Russia’s two largest banks expect to open branches and offices in July in the regions of Ukraine that Moscow claimed to have annexed in 2022, the heads of Sberbank (SBER.MM) and VTB (VTBR.MM) said on Tuesday.

Russian President Vladimir Putin moved to annex Ukraine’s Donetsk, Luhansk, Kherson and Zaporizhzhia regions in September 2022, following what Ukraine said were sham referendums. The move was condemned by many countries as illegal.

Russian forces only partly control the four regions.

State-owned Promsvyazbank, which has focused on state employees and the defence sector since it was bailed out by the central bank in 2017, has already been opening branches in the four regions, as Russia aims to provide civilians and soldiers with cheap credit and banking services.

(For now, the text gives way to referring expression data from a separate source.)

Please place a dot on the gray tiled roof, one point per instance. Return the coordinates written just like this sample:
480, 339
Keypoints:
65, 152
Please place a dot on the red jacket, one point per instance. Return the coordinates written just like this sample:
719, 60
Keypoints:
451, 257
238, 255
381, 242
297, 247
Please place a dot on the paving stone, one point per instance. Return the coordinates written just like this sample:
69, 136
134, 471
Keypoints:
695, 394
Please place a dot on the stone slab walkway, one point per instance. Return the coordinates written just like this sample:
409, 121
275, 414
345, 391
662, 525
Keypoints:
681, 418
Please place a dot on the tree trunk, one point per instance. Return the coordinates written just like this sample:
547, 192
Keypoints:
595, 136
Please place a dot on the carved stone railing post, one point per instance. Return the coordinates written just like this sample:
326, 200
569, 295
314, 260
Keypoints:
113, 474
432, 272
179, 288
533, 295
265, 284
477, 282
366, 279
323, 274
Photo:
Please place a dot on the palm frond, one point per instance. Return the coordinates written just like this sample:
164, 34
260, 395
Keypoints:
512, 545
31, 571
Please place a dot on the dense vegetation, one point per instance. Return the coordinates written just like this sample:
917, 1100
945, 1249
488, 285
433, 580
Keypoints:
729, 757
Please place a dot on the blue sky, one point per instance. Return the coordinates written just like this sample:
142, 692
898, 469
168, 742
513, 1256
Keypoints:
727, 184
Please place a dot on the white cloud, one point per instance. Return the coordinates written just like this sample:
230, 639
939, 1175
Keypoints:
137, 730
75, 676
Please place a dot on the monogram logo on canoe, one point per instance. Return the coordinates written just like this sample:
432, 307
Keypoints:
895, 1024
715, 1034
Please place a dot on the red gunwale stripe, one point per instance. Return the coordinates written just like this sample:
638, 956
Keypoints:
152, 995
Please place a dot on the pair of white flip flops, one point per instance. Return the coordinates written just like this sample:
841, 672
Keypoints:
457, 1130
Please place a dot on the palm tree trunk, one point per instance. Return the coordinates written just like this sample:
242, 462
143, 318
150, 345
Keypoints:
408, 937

“Within one and a half months our first 16 branches should open there,” Sberbank CEO German Gref said in Russia’s upper house of parliament on Tuesday. “So we will be present throughout the whole country’s territory.”

No. 2 lender VTB will open two offices in Luhansk in July and plans to start servicing clients in Donetsk and the port city of Mariupol in the Donetsk region by the end of the year, CEO Andrei Kostin said on Tuesday.

VTB’s branches there will serve retail clients and small and medium-sized businesses.